Byrne came over and talked to the women briefly before walking off. Some time later they saw Byrne “battering” the man she had been earlier calling a heroin addict before she returned to Ms Comer and her friend.

Shouting

Garda Coleman said Byrne started shouting at the two women, asking ‘what did you say to my fella?’

They replied that they had said nothing and Byrne started shouting.

She then walked away but Ms Comer then saw Byrne “going for me full tilt” while the man tried to hold her back. She said Byrne got free and “launched at me, kicked and punched me in the stomach”.

Ms Comer told gardaí­ she was in the “foetal position” and Byrne was “like the incredible hulk in strength and rage”. The man eventually got Byrne off her just as Ms Comer started to black out.

Ms Comer said she could not see and thought she was going to die. She managed to get inside and security was called. She was bleeding, blacking out, hyperventilating and screaming.

Garda Coleman said Ms Comer’s friend told gardaí­ the victim was kicked in the face, sending blood everywhere.

“I couldn’t make out her face with all the blood,” she said in her statement.

Byrne was nominated as a suspect but nothing of significance came out of the follow up interviews with gardaí­.

A victim impact statement said that Ms Comer needed a number of stitches and now has nerve damage to the side of her face. She said her life has changed since. She suffers panic attacks and is depressed.

Disfigured

Her breast implants were affected by kicks she got to the chest during the assault. She has no feeling in her nose and upper lip and has had to have two operations. She said she has a permanently disfigured face.

The court heard during the burglary case, previously heard in October this year, that Byrne facilitated and directed her son Josh (23) and two other men to smash the windows and contents of his girlfriend's family home. There had been an argument earlier between Byrne and the mother of Josh's girlfriend, Rebecca Halligan.
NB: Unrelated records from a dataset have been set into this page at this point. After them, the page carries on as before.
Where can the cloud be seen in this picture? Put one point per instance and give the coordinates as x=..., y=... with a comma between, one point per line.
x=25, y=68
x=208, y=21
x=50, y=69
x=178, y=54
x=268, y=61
Later that day Ms Halligan’s sister opened the door of her home to Alice Byrne, who facilitated the three men in entering the house.

Josh Byrne and the two other men proceeded to smash various household items, windows and the front door with baseball bats. According to the victims, this was all under the direction of Byrne's mother.

Josh Byrne with an address at Spencer Street, North Strand, Dublin, received a two year fully suspended sentence on condition that he engage with the Probation Service. He pleaded guilty to burglary and criminal damage at the Halligan property in Coolock, Dublin, on October 1st, 2015.